Yahoo have devised their own solution to this problem. It seems that they want to start harnessing some of the participative energy we are already seeing in the Web 2.0 environment. How about ranking search results based on what your trusted community has saved, tagged and shared?

Much like links and anchor text enabled major improvements in web search by becoming a new source of authority for search engines, people and trust networks are now an additional source of authority for social search engines. In the same way that blogs and RSS are empowering individuals to participate in publishing, individuals and communities can now participate in search, using tools like My Web2.0 that let them define what is valuable to them and their community”.

I like this concept. I was recently having a conversation with some colleagues about book reviews in Amazon. Although Amazon goes to great lengths to offer indications as to how valuable a review might be (ranking the review, ranking the reviewer etc). I still feel that with something like a review I want to “know” the reviewer in a way that means I trust their opinion.

It’s also quite interesting that Yahoo, use an example in their blog about Plasma TV screens. In a conversation, just a few days ago, I expressed an interest in buying a Plasma TV screen to my colleagues, who then bombarded me with a list of good sites for getting a good deal on Plasmas. In retrospect, it was a conscious decision on my part to qualify my investigation with trusted sources first, before I embarked on a web investigation.

Yahoo want to see My Web 2.0 evolve organically, enabling entire communities of interest to start using their platform to create their own search engines populated with content that has been tagged and shared within the community. I have two questions about this – what about if you have been merrily tagging your content in del.icio.us? Or Flickr? Are Yahoo and Del.icio.us going to create the APIs to enable tags to be imported? In a true spirit of Web 2.0 I would like to see Yahoo Search enable this interoperability.

My other question is about what impact this will have on libraries? The defence put up by libraries concerned about Google et al. has been that library search enables its community to find not just any source but a trusted source. In this context, that generally means a resource that has either been recommended by faculty or by the library, based on the vast amount of knowledge and understanding they have of the information landscape. So does “My Web 2.0”, infringe even further on the library space?

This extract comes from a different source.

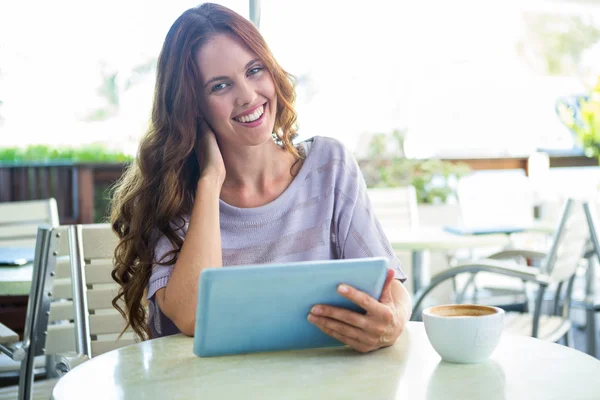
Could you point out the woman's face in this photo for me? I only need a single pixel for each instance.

Two further observations to make at this stage:
1. Can “My Web2.0” make tagging the hidden web any easier? Academics currently have a method of tagging the resources they want their community (otherwise known as students in their class) to read, its called a reading list, and not surprisingly a lot of the material that gets tagged within a reading list, is physical content held by the library. Here Silkworm could really have a role to play, could a tagging tool like Del.ici.ous or “MyWeb2.0” use the Silkworm directory to locate resources that are physical but which have metadata that can describe the resource and point you to the location?
2. Is “MyWeb2.0” introducing layers of tagging based on us tagging the tagger? So for instance, you can see the following scenarios evolving:
a) Tags that are made by those people who I “know”, whom I have some form of direct relationship with. This is where I see “MyWeb2.0” being of immediate value. I have a community of interest based on my academic affiliation, or my research group.
b) Tags that are created by those taggers that I “know about”. Whose reputation I have come to respect or admire because I am part of that circle of participation. This is very much where both del.ici.ous and “MyWeb2.0” overlap.
c) Tags that are created by taggers who are an “unknown”, but I just come across them in a serendipitous fashion, and they may in time become “know about” taggers. This is again where del.ici.ious and indeed Technorati become useful.

To an extent all three scenarios, play well in an academic context. However, we have found from our experience with Talis List, that some academics are not keen to publish their reading lists to the wider community, they see it as their intellectual property. But, if we see reading lists as simply a set of tags, then the “MyWeb2.0” application could work very well.